Competency A - Statement and Evidence
Portfolio of Cathleen Elizabeth Ash
articulate the ethics, values and foundational principles of library and information professionals and their role in the promotion of intellectual freedom;
The mores and values of an individual should not interfere with the ability to do a good job. Personal values probably shouldn't appear at the workplace at all - but let's face it - they do. Often. It is the essence of a person, and often directly affects the way she or he makes decisions...even little decisions. As librarians and humans it is clear that each of us will have values and mores that we live and abide by, but these cannot interfere with our position of providing information services. Due to the nature of our role, it is even more important that any beliefs and/or values be put aside to provide and secure all aspects of issues, all types of information materials, so we provide a plethora of materials from many points of view, from people and writers holding different values than our own.
As a librarian in the United States, a democratic country (value judgments aside), it is even more imperative for me to provide our youth with materials that contradict themselves, with numerous points of view (not just ones with which I might agree) and with literature they may choose to read, even if it has been banned elsewhere. How else might I help teach students to make educated decisions?
Each year, our library hosts a "Banned Book Celebration" and ties up the banned books in police crime tape and chains, keeping them on display for a week before allowing them to be checked out. Teachers across campus have integrated banned book discussions in their Advisories (homeroom for high school students) and students become aware of censorship and freedom of speech issues, which lead to discussion of the Constitution of the United States. It's a great, visual and clear-cut way to spur intelligent discussion over an often-heated controversy.

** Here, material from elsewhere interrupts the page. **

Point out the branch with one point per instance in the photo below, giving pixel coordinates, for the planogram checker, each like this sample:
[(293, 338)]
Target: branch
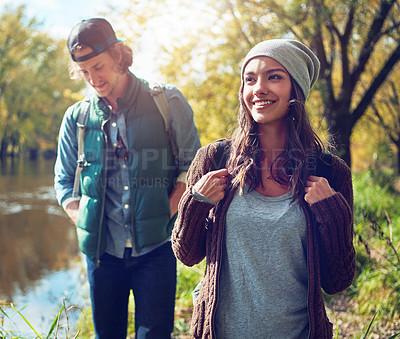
[(372, 38), (384, 125), (237, 22), (378, 81)]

In addition to promoting intellectual freedom via the use of the Banned Book displays, the library also interacts with a number of clubs and groups on campus, including the GSA (Gay Straight Alliance). Various activities are continuous (students review new books and titles and recommend them for purchase in the library, booktalks about existing resources are presented during their meetings) but the library was also honored to support and host the GSA's "hate awareness" presentation a couple of years ago. A display featuring teen-produced photography and poetry made it clear how abusive name-calling can be, and how it might effect self-esteem, especially in relation to students questioning their sexuality. The display was a huge success, and classes signed up to walk through the display and take a brief survey following it.
Promoting intellectual freedom also means ensuring libraries can continue to support their people through funding. In many instances, this means marketing and seeking additional means of funding and support by encouraging community members to become active. During the 2004-2005 school year, I posted an online site to make parents aware of budgetary items directly effecting their students' ability to gain access to information, information technology, and information training. The letter encouraged them to contact state officials and support their public school library and its funding.
Banned Book Display The library honors the right to read every year by chaining books on display! The staff and students are encouraged to discuss intellectual freedom in class. Books are held on display for a week; at the end of the week, checkouts of the banned books are again allowed. GSA Display The school's local GSA (Gay/Straight Alliance) held a display in the library to promote awareness of "hate-speech" and its effects. Activism A website "note to parents" regarding the status of public school library funding.